From the interviews that he has had with newspapers, it is now clear that he is not fond of the word “competition”.
But Bezos did use the word, admitting to Karnik that Amazon India had a competitive advantage for getting access to the almost 20 years of knowledge of the American parent.
“The only reason I do not want to talk about competition is that companies spend too much time obsessing over competition rather than customers.”
As Amazon has shown in the past, it has indeed responded to competition — it just rolled out week-long festival discounts against Flipkart’s day-long bonanza slated for October 6.
A few months ago, it had announced a $2-billion India investment, just a day after Flipkart’s $1-billion fundraising.
In a dark jacket but no tie, Bezos, 50, confessed it was a tough decision 20 years ago when he decided to leave his Wall Street job with good salary, accompanying bonus and a good boss, to turn an entrepreneur.
The internet was getting big and Bezos wanted to line up millions of book titles in that space, which he did soon enough, much more than the biggest brick-and-mortar store could achieve.
His boss, David Shaw, told him the idea was good but for someone who did not already have a good job.
Yet, Bezos took the plunge, as he did not want to regret later about not having done something he badly wanted to. “I want to minimise regrets,” he said.
With a market capitalisation of about $149 billion and investments across sectors, Bezos says the journey has not been without its failures.
"One such example of failure is the web search engine that was launched. Only seven people, including my mother, used it. We have tried and failed at many things, but that is part of our journey."
On leadership, Bezos narrated his experience from being a one-man company to four and then 10 and now over 100,000.

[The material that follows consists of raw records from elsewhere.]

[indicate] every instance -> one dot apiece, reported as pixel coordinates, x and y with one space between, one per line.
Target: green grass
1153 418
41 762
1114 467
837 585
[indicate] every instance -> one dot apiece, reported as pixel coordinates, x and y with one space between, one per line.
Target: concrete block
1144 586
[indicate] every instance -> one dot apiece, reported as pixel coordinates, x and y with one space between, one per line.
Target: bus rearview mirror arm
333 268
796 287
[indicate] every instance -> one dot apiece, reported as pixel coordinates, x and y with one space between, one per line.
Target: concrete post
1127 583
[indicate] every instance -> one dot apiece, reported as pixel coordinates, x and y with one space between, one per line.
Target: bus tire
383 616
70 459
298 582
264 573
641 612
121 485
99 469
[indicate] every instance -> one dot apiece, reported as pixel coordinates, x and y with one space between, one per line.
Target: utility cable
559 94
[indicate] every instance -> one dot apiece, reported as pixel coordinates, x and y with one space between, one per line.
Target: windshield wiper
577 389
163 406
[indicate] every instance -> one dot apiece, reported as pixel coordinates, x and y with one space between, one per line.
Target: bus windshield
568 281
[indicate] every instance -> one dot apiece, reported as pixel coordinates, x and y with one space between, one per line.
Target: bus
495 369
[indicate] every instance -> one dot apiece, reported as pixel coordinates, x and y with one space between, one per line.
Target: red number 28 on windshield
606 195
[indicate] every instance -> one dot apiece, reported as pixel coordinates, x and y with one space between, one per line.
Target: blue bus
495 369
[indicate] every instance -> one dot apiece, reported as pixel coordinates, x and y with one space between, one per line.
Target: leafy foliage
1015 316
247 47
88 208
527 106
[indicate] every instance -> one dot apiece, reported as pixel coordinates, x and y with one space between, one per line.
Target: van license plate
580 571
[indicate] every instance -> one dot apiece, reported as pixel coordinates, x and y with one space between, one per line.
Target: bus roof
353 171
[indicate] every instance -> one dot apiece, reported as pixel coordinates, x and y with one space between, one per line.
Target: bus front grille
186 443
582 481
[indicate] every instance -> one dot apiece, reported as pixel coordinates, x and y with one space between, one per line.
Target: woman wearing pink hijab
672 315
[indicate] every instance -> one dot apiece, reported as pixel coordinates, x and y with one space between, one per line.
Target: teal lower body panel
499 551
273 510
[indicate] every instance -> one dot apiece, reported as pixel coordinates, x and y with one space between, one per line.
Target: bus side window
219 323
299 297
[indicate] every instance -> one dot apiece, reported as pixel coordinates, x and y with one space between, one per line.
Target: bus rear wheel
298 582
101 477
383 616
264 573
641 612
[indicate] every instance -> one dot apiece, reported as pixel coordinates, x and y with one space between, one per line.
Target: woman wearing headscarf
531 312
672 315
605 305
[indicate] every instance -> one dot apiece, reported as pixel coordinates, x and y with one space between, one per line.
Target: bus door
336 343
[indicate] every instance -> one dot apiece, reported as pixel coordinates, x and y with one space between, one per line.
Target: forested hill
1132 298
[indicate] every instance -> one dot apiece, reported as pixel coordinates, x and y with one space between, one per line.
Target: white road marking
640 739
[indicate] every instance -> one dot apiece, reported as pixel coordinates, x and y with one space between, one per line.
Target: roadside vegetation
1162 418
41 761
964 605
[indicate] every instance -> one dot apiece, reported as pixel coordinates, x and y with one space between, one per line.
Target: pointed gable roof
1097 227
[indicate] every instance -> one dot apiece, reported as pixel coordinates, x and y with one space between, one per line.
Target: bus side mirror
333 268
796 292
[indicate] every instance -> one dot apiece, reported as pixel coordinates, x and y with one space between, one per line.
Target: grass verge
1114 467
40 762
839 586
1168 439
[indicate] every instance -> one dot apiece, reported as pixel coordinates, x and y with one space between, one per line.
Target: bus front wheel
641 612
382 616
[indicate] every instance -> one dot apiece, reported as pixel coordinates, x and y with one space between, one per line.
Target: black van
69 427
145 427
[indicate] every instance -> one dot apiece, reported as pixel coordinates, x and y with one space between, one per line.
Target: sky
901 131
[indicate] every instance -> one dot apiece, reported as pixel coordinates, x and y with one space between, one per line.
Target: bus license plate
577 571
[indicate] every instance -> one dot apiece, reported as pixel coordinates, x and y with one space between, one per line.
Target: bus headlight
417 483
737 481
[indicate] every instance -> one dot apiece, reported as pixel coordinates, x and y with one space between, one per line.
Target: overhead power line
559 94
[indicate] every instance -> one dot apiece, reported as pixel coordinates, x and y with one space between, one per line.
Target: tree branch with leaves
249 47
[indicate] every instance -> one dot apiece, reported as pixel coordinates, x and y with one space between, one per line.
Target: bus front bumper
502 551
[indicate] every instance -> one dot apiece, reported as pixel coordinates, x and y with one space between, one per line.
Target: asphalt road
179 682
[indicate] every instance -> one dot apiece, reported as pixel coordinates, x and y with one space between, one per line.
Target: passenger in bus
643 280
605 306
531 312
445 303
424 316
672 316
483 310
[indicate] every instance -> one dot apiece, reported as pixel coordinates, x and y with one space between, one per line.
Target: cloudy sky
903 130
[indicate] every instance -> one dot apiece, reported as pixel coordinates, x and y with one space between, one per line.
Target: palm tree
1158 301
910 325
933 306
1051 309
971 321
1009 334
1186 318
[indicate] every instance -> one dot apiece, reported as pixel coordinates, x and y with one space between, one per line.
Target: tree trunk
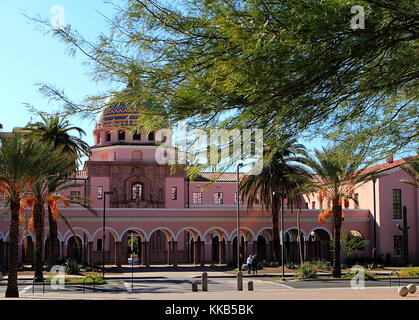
276 250
39 241
300 248
53 239
337 217
12 289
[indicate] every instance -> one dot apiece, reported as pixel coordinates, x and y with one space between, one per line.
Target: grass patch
86 280
368 276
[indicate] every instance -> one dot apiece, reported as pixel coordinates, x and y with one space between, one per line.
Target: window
356 197
99 192
137 191
398 245
235 198
197 198
75 195
397 204
218 197
257 198
137 156
174 193
99 244
136 135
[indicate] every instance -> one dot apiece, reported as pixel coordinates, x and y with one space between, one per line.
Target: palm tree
52 166
18 167
335 176
411 167
281 173
57 130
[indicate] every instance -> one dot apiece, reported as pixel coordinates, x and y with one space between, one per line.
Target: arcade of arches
188 246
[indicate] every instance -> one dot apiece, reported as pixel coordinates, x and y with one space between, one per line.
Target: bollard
195 286
403 291
239 281
411 288
204 281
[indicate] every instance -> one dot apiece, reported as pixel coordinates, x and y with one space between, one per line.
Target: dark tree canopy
292 65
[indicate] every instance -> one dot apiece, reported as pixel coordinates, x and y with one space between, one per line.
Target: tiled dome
119 112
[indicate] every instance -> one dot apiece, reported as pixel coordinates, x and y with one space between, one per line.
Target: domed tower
123 160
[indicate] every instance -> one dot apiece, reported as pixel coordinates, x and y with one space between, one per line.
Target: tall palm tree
411 167
57 130
281 172
52 167
18 168
336 174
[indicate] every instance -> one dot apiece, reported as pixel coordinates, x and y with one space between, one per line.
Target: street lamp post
281 234
103 232
238 216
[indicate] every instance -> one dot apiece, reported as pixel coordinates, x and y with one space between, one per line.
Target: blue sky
28 56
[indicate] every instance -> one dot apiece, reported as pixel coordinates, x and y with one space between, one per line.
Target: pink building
178 221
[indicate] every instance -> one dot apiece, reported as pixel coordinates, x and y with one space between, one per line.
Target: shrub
72 267
367 276
321 265
410 272
307 270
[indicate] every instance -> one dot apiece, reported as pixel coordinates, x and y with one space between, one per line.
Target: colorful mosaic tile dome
118 112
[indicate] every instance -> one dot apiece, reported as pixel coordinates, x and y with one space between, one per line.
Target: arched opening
243 249
104 248
261 248
47 249
137 191
189 247
292 247
75 249
318 247
133 247
2 258
218 249
28 251
159 248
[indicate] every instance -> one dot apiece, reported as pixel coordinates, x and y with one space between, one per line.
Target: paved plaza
221 286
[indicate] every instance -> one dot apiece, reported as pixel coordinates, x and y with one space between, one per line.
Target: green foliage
295 65
321 265
410 272
72 267
352 243
307 270
367 276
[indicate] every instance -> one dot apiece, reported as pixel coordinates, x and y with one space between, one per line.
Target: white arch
115 233
260 232
72 235
133 228
320 228
28 235
198 233
59 236
65 237
162 229
216 228
234 233
295 228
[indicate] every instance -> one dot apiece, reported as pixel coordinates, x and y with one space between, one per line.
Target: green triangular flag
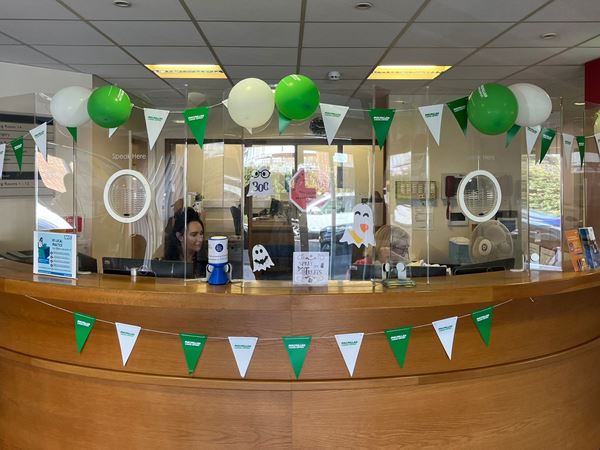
17 146
297 347
581 146
398 340
197 118
193 344
283 123
459 110
83 328
547 138
511 133
73 132
382 120
483 321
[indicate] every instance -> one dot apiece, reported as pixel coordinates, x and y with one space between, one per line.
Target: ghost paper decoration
260 183
361 231
260 258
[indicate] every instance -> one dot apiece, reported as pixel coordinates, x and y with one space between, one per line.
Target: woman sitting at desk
184 240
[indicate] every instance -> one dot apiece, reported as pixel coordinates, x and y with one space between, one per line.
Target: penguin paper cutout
361 231
260 258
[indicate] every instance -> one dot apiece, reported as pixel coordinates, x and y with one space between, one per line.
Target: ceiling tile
510 56
340 56
257 56
137 84
83 55
348 73
478 11
529 35
251 34
592 43
116 70
21 54
450 34
358 34
244 10
552 73
435 56
574 56
344 11
151 33
262 72
5 40
34 9
569 10
172 55
479 72
52 32
139 10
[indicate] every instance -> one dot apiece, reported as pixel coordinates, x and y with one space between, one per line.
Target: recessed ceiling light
548 36
187 71
363 6
407 72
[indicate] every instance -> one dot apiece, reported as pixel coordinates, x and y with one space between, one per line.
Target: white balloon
251 103
534 103
69 106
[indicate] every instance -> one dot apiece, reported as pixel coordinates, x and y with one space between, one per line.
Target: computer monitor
147 268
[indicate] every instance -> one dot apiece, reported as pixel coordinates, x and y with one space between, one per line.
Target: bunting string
262 338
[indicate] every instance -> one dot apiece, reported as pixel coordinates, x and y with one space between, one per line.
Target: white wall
15 80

In the beginning, he drove packages from the post office himself, and now he is a custodian of values and principles, including customer obsession, inventions and thinking long term.
As for his interest in space, Amazon founded Blue Origin, a privately funded aerospace company.
He told the audience on Wednesday it began with his love for Star Trek. "And, the rest is history." While on space, Bezos congratulated India for its Mars orbiter mission's success and frugality.
Although start-ups are usually associated with school drop-outs, Bezos, an engineering graduate from Princeton University, urged everybody to finish school. "I was actually a good student and very interested in my studies.
I am all for university education." Asked what would the preferred category be, if he were to start Amazon today, he first dodged the question.
When asked again, he said: "Perhaps books only." Some from the crowd murmured: "Why not Modi T-shirts?" Is it time yet for writing his memoir? "It is still far off. I would say it is still day one for me." Day one, after all, is an integral part of the Amazon vocabulary.